# In with the new... (Argon 18)



## chve8817 (Nov 16, 2010)

Absolute joy to ride. Been building the group for a lil over a year, and then I found the frame as a closeout.


----------



## Jesus_Chrysler (Jul 1, 2011)

*Nice Ride!*

Looks very sharp. I've been mulling over an Argon 18, as I just shredded my current frame. How would you say it rides? I've read plenty of reviews, but thought I would ask someone who actually owns one. Thanks in advance.

JC


----------



## redvespablur (Aug 23, 2011)

Nice. Is that a 2010 Gallium?

I have a 2011 Gallium coming to mate up to a Campy Chorus/Athena drivetrain.

How is it so far?


----------



## chve8817 (Nov 16, 2010)

It's a 2010 Gallium Pro. The ride is fantastic! After 1 season of riding I am absolutely impressed. I came from a Felt Z45, so this frameset is in every respect better that the previous ride. It's stiff enough to feel every pedal stroke going directly to the pavement, but still absorbs plently of the road chatter. 

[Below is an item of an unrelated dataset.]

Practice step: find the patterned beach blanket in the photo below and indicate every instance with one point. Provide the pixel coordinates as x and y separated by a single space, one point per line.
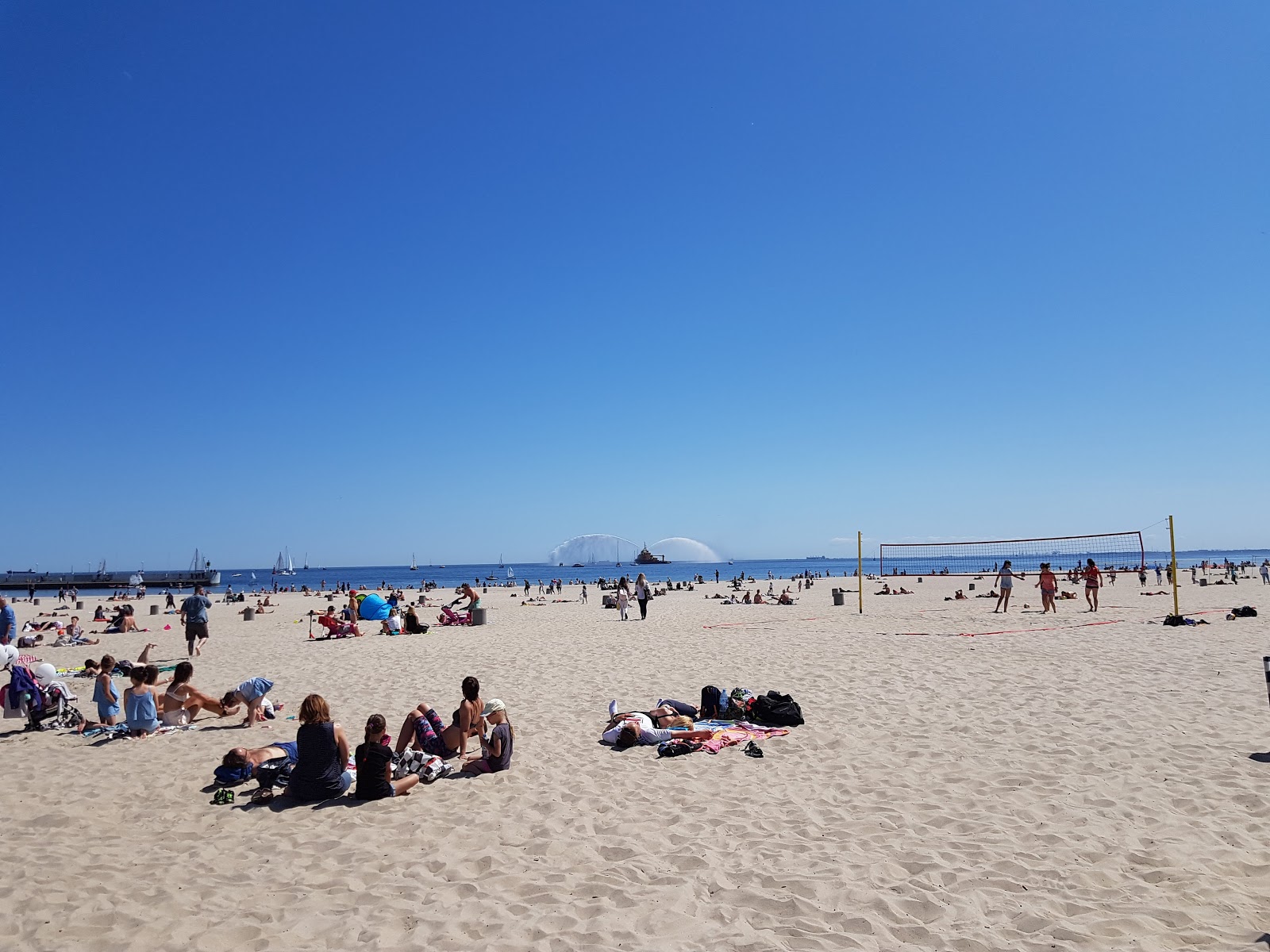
730 733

The best part of this bike is not everybody knows the brand. I went to a new LBS to have a look at their stock, and told one of the salesmen what I rode, and he had no clue what I was talking about

The bike is still exactly as pictured, except I took one of the spacers out of the stack to bring the handlebars down a little. The SR11 has already eaten 2 chains, sucks that they run $60+ each.


----------



## redvespablur (Aug 23, 2011)

I'm glad you are liking it - I bought without a test ride but have rode bike with similar geometry.

I think the Gallium Pro is quite a bit stiffer than the plain old Gallium but maybe a little more flex will be subtly more comfortable.

Two chains in 6 months is pretty harsh - do you put a tonne of miles on?

I'm in Canada and you hardly seem them here either - I guess there would be more on other end of country closer to Montreal


----------